How Much Water to Drink

There’s no single number that works for everyone, but a reasonable target during a 16-hour fast is around 8 to 12 cups (roughly 2 to 3 liters) across the full day, including your eating window. Spread your intake out rather than chugging large amounts at once. Sipping steadily through the fasting period keeps you hydrated without overwhelming your stomach.

Signs you’re not drinking enough include dark yellow urine, dry mouth, headaches, and difficulty concentrating. These symptoms are common in the first week of intermittent fasting and are almost always a hydration issue rather than a sign that fasting isn’t working for you. If you exercise during your fasting window, increase your intake accordingly, since sweat losses add to the fluid and mineral deficit your body is already managing.

What Will Actually Break Your Fast

The concern behind this question is really about whether anything in your water could disrupt the metabolic state that makes fasting beneficial. The short answer: only calories matter. Your body stays in a fasted state as long as it isn’t processing incoming energy from food or caloric drinks. Here’s a quick breakdown:

  • Won’t break your fast: plain water, sparkling water, mineral water, black coffee, plain tea, water with a pinch of salt, water with lemon (a small squeeze, not half a lemon), erythritol-sweetened drinks, stevia-sweetened drinks
  • Will break your fast: water with honey, coconut water, fruit juice, smoothies, milk or cream in coffee, protein water, any drink with calories above roughly 5 to 10

If a drink has a nutrition label showing more than a few calories per serving, treat it as food and save it for your 8-hour eating window.

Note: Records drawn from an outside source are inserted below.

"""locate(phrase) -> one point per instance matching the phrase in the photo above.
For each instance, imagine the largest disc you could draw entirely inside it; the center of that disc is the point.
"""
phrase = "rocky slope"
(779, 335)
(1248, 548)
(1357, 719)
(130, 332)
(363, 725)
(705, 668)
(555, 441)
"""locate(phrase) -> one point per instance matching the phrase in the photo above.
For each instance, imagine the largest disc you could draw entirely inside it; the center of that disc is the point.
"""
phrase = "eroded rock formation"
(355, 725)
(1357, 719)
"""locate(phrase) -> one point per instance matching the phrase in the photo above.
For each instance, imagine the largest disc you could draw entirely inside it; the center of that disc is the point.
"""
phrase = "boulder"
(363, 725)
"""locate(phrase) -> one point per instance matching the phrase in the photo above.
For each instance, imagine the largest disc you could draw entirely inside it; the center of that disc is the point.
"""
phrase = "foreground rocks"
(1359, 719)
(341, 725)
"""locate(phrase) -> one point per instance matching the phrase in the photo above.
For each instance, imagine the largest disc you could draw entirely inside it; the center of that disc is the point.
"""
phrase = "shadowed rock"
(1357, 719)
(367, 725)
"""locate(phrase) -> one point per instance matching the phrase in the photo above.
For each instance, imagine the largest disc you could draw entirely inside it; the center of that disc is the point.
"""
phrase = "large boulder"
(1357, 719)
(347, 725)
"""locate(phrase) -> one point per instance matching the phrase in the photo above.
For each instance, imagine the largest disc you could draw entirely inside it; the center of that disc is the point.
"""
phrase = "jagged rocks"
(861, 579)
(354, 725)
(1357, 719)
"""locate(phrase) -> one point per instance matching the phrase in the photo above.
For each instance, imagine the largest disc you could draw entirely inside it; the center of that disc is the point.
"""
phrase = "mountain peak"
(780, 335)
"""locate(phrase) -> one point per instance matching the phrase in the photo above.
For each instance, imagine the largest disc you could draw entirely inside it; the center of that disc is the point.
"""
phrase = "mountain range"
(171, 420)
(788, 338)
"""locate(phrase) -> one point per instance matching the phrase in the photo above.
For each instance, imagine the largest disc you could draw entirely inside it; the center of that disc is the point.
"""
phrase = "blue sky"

Fasting, Hydration, and Cellular Repair

One of the reasons people practice intermittent fasting is to promote autophagy, the process by which your cells clean up damaged components and recycle them. Water does not interfere with this process. In fact, dehydration during caloric restriction can cause the opposite of what you want. Research has shown that when energy intake is low and dehydration sets in, the autophagy response can become excessive and defective, pushing cells toward self-destruction rather than healthy renewal. Staying well hydrated keeps this repair process functioning normally.

Think of water as the one thing that makes every benefit of fasting work better. It supports kidney function while your body excretes extra minerals, keeps your energy levels stable, reduces the intensity of hunger, and protects the cellular cleanup process that fasting is designed to trigger. There’s no version of 16/8 fasting where skipping water is a good idea.